Boeing did not take a forward loss on the 787 program, as feared in some quarters (but not LNA). Due to halting deliveries because of a production issue, Boeing lowered the production rate below 5/mo, to an unannounced figure, leading some to speculate the company would take a forward loss today.
LNA learned the rate might go as low as 2/mo for some weeks.
Boeing reported revenues rose 44% for the second quarter, from $11.8bn to $17bn. The company reported an operating income of $1bn vs a loss of $3bn the year before and a net profit of $567m vs a loss of $2.4bn. For the first half, revenues were $32.2bn vs $28,7bn, a rise of 12%. The operating income was $940m vs a loss of $4.3bn. Net income was $6m vs a loss of $3bn. Cash used in the quarter was $483m vs $5.3bn used a year ago. For the half, Boeing consumed $3.9bn in cash vs $9.6bn. Boeing ended the quarter with $21.3bn in cash and marketable securities.

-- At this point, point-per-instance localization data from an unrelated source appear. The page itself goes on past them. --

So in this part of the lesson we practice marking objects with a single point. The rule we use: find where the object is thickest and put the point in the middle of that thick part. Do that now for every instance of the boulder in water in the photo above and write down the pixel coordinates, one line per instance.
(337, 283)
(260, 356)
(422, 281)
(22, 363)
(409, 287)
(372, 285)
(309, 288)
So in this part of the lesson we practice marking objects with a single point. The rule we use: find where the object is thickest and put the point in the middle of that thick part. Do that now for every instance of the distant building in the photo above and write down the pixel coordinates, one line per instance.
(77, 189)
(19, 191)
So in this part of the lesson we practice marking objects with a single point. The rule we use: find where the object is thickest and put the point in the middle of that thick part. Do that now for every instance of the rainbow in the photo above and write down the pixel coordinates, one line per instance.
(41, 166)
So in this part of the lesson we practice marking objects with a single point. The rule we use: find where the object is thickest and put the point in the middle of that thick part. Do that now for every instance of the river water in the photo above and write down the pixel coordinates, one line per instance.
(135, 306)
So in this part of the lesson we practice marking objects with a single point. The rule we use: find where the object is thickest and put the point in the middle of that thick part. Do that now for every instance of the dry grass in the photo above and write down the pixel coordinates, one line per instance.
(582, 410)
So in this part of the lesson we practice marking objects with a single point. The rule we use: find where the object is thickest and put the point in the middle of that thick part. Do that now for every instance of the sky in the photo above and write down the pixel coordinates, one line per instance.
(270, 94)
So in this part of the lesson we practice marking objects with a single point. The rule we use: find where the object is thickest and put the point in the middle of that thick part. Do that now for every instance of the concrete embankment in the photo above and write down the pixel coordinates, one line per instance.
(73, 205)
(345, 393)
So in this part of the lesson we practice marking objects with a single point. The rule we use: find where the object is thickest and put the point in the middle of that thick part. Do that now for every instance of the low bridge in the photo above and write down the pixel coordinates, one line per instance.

The profits are slim, to be sure, but the upward movement is significant. Boeing Commercial Airplanes reported revenues of $6bn for the quarter vs $1.63bn a year ago. For the first half, BCA revenues were $10.3bn vs $7.8bn. The operating loss was $472m in the quarter vs a loss of $2.8bn a year ago. For the half, the operating loss was $1.3bn vs a loss of $4.8bn.
Boeing delivered 130 737 MAXes since the airplane was recertified in November. The production rate is now about 16/mo with a target of 31/mo early next year. It also returned 190 MAXes to service of the approximately 387 that had been grounded by global regulators in March 2019.

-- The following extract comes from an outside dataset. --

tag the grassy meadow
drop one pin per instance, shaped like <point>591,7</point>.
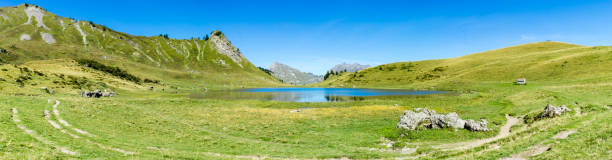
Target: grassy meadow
<point>159,120</point>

CEO David Calhoun, speaking on the financial program CNBC in advance of the earnings call, said, “We are in a transition year. We are nowhere near where we want to be. Our defense business had a very solid quarter.” There also were no charges that investors became accustomed to.
CNBC aviation reporter Phil LeBeau asked Calhoun about the lengthy inspections Boeing is doing on the 787. Production and quality control issues caused Boeing to suspend delivery of the model last October. It was resumed briefly in May before being suspended again.

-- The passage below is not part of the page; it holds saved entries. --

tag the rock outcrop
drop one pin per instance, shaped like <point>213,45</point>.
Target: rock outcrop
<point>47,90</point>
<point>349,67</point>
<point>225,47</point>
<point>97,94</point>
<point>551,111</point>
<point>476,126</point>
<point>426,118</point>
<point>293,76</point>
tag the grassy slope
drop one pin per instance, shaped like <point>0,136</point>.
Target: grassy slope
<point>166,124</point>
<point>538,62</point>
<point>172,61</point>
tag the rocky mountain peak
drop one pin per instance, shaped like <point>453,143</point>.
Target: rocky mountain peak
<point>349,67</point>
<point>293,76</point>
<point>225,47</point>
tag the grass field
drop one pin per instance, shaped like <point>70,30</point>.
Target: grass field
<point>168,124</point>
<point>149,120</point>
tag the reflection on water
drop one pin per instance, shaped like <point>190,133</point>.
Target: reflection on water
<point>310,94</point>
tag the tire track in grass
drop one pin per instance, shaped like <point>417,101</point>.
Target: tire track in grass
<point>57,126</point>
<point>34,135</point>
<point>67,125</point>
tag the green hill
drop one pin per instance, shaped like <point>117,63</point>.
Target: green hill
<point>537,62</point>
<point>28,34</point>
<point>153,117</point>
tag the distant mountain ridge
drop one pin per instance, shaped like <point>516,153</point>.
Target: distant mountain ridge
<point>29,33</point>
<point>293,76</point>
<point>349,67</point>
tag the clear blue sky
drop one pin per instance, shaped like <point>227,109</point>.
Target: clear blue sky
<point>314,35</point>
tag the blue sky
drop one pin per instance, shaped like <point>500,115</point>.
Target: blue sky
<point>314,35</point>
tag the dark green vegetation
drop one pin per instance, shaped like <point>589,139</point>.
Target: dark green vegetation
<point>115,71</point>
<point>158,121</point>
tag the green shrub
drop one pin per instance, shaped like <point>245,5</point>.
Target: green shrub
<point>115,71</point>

“This is Boeing being tough on Boeing,” Calhoun said. “We started the inspection process. We have to be perfect. We have to get every quality issue out of the airplane. [This is] nowhere near the safety window. Most of these conditions were pre-existing almost from the start.” There are now about 100 787s in inventory, which must undergo inspections. Boeing said perhaps half will be delivered this year, a reduction from the previous forecast that nearly all would be.
Boeing produced a video about the current issue, which may be seen here.
LNA reported Monday that the Federal Aviation Administration returned certification authority on the 787 to Boeing on June 19. Calhoun said the FAA is working with Boeing cooperatively on the current inspection process.
He also said the US government is well aware that if the US cedes the Chinese market—which in this case, relates to Boeing—“the other guy” (Airbus) will fill it. Calhoun remains confident recertification of the MAX will be coming soon in China. (LNA understands that certification flights may begin in September or October.)
Calhoun believes passenger traffic recovery will return earlier than forecast at the start of the COVID-19 pandemic.
“We have to be ready for recovery in 2023. Domestic travel has already recovered. I believe by the time we get back to the second half of 2022, airlines will be planning for recovery in 2023,” he said.